Core Security Technologies Unveils a New Attack Technique for Database Systems;
Core Security Technologies, provider of CORE IMPACT, the most comprehensive product for performing enterprise security assurance testing, today presented the results of the company's research work on a new type of attack that could be used to obtain confidential information from databases. This technique could allow attackers with only the access rights of normal users to retrieve confidential data from databases. CoreLabs, the research arm of Core Security, discovered the method, which enables an attacker to execute a timing attack to retrieve private entries from database tables without requiring the existence of implementation bugs or incorrect security configurations in the database system.
"Because databases are so widely used to house confidential information, it is important for security-conscious organizations to proactively identify potential database threats and start planning for appropriate countermeasures," said Ivan Arce, CTO of Core Security Technologies. "While this new attack method is still far from widespread use, our research showed that the threat is plausible. Effective data security goes beyond simply fixing implementation bugs or configuring access rights; it should be an inherent, built-in feature of database systems and not an afterthought addressed with add-on components.

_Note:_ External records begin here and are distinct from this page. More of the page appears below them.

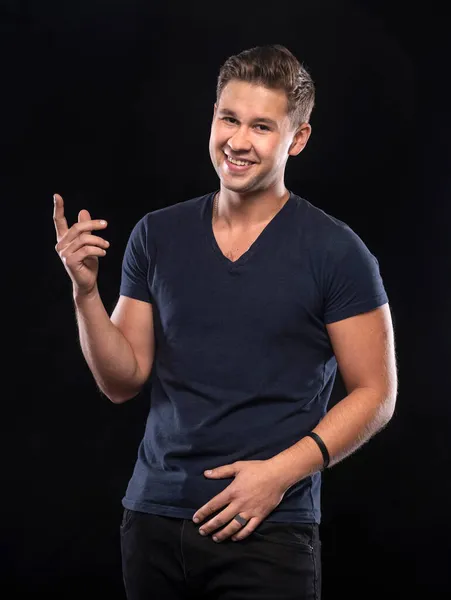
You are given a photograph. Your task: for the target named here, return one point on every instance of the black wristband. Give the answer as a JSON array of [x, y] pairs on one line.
[[322, 447]]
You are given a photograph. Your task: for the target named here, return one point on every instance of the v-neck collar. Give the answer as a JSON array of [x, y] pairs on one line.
[[265, 233]]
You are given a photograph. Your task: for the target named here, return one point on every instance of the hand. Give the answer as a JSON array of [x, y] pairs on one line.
[[77, 248], [255, 492]]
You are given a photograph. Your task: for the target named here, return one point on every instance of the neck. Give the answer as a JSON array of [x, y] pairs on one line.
[[239, 211]]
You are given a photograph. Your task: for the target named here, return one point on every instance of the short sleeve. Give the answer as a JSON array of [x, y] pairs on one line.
[[136, 264], [352, 281]]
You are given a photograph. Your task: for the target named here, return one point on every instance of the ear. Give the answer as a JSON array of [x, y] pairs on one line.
[[300, 139]]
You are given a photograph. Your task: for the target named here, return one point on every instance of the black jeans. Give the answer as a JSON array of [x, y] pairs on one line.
[[165, 558]]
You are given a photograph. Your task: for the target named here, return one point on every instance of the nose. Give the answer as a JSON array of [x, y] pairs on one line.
[[240, 142]]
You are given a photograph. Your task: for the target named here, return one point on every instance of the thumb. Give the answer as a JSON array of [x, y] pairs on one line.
[[221, 472]]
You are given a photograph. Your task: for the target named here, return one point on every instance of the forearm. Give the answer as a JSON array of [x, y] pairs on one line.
[[346, 427], [106, 350]]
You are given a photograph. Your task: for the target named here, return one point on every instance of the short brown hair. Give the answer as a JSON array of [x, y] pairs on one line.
[[274, 67]]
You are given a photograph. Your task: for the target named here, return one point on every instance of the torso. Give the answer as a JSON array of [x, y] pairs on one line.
[[233, 246]]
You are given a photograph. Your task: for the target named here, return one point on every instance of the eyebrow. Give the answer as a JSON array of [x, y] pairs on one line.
[[231, 113]]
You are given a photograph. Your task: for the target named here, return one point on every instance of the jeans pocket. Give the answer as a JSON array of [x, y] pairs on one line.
[[299, 535]]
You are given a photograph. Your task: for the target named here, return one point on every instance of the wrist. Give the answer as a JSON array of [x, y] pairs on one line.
[[81, 297]]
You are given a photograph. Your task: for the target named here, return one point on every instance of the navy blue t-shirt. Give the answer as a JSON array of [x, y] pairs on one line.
[[243, 364]]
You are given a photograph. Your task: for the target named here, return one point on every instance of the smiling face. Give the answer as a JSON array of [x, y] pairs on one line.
[[251, 127]]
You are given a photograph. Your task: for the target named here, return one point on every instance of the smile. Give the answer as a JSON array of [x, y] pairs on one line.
[[235, 165]]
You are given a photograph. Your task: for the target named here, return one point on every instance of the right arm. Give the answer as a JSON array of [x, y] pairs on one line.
[[119, 350]]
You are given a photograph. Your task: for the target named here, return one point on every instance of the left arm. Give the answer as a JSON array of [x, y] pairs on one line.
[[364, 348]]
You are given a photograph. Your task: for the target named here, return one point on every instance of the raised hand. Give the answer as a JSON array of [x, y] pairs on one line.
[[78, 249]]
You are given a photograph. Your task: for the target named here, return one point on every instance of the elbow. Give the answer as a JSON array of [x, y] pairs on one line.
[[387, 410]]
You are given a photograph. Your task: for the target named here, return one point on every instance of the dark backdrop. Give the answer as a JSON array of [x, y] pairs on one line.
[[109, 104]]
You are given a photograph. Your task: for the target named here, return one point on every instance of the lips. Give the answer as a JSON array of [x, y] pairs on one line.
[[239, 159]]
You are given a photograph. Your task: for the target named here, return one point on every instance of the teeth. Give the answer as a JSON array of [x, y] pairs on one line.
[[240, 163]]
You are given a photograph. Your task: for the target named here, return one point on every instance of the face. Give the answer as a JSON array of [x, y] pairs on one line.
[[251, 126]]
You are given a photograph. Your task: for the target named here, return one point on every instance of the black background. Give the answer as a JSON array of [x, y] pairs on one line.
[[110, 105]]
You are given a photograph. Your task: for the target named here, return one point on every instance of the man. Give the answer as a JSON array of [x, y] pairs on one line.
[[242, 301]]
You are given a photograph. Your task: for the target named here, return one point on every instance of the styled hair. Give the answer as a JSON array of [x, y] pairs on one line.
[[273, 67]]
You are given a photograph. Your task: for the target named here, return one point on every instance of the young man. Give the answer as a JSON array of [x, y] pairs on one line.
[[242, 301]]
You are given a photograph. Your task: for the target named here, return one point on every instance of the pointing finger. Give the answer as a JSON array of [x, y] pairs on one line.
[[58, 217]]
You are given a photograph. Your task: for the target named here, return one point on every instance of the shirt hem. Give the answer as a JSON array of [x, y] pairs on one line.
[[277, 516]]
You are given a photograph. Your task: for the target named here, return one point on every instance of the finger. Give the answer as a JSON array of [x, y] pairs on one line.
[[84, 215], [214, 505], [84, 239], [222, 520], [222, 472], [58, 217], [77, 229], [85, 252], [245, 531], [234, 528]]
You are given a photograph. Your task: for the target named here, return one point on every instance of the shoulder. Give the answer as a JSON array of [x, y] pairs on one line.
[[176, 213], [323, 231]]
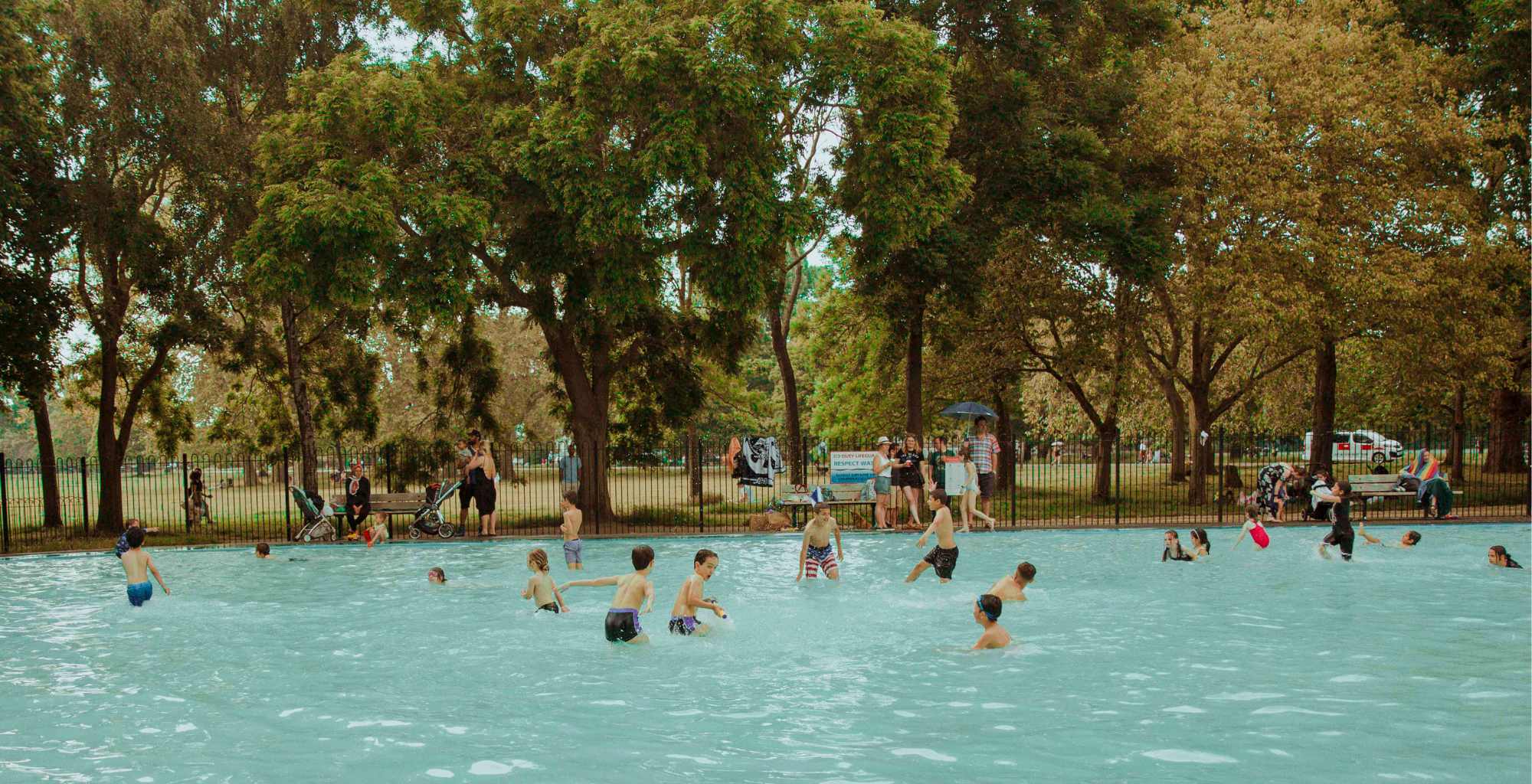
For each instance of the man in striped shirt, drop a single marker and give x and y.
(984, 449)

This new attack technique makes that point because it exploits a weakness that is buried deep in the internals of the database system."
Organizations across most industries depend on database engines to store and manage privacy-sensitive data, such as credit card numbers, social security numbers, medical records, authentication credentials and personal financial information. To accommodate the business need of ubiquitous access to information, organizations often use web-based applications as the standard front end to their database systems. In today's threat landscape, data security breaches are mostly due to the exploitation of bugs in these front-end web applications (e.g., via SQL injection) or to the abuse of improperly configured authorization and access control privileges on the database system.Today at Black Hat USA 2007 in Las Vegas, CoreLabs researchers Damian Saura and Ariel Waissbein presented research results on a new attack technique that compromises databases without requiring implementation bugs or incorrect security configurations. The new attack relies solely on the application of a timing attack, a technique typically used to break cipher system implementations, to exploit some inherent weaknesses in the indexing algorithms used by most commercial database management systems.
Saura and Waissbein presented the audience with the research steps that led them to find this attack method, illustrated its effectiveness both in theory and by describing their experiments implementing the attack against a default MySQL database installation. They also discussed prevention and detection methods.